Upgrade Compute Nodes with CRUS

NOTES

Upgrade a set of compute nodes with the Compute Rolling Upgrade Service (CRUS). Manage the workload management status of nodes and quiesce each node before taking the node out of service and upgrading it. Then reboot it into the upgraded state and return it to service within the workload manager (WLM).

Prerequisites

  • The Cray command line interface (CLI) tool is initialized and configured on the system. See Configure the Cray Command Line Interface.
  • A Boot Orchestration Service (BOS) session template describing the desired states of the nodes being upgraded must exist.

Procedure

This procedure can be run on any master or worker NCN.

  1. (ncn-mw#) Create and populate the starting node group.

    This is the group of nodes that will be upgraded.

    1. Create a starting node group (starting label).

      Label names are defined by the user. The names used in this procedure are only examples. The label name used in this example is slurm-nodes.

      cray hsm groups create --label slurm-nodes --description 'Starting Node Group for my Compute Node upgrade'
      
    2. Add members to the group.

      Add compute nodes to the group by using the component name (xname) for each node being added.

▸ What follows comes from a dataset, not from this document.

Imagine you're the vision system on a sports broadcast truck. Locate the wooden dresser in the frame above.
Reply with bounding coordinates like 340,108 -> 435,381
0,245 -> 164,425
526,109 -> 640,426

      cray hsm groups members create slurm-nodes --id XNAME --format toml
      

      Example output:

      [[results]]
      URI = "/hsm/v2/groups/slurm-nodes/members/x0c0s28b0n0"
      
  2. (ncn-mw#) Create a group for upgrading nodes (upgrading label).

    The label name used in this example is upgrading-nodes.

    cray hsm groups create --label upgrading-nodes --description 'Upgrading Node Group for my Compute Node upgrade'
    

    Do not add members to this group; it should be empty when the compute rolling upgrade process begins.

  3. (ncn-mw#) Create a group for failed nodes (failed label).

    The label name used in this example is failed-nodes.

    cray hsm groups create --label failed-nodes --description 'Failed Node Group for my Compute Node upgrade'
    

    Do not add members to this group; it should be empty when the compute rolling upgrade process begins.

  4. (ncn-mw#) Create an upgrade session with CRUS.

    The following example is upgrading 50 nodes per step. The --upgrade-template-id value should be the name of the Boot Orchestration Service (BOS) session template being used to reboot the nodes.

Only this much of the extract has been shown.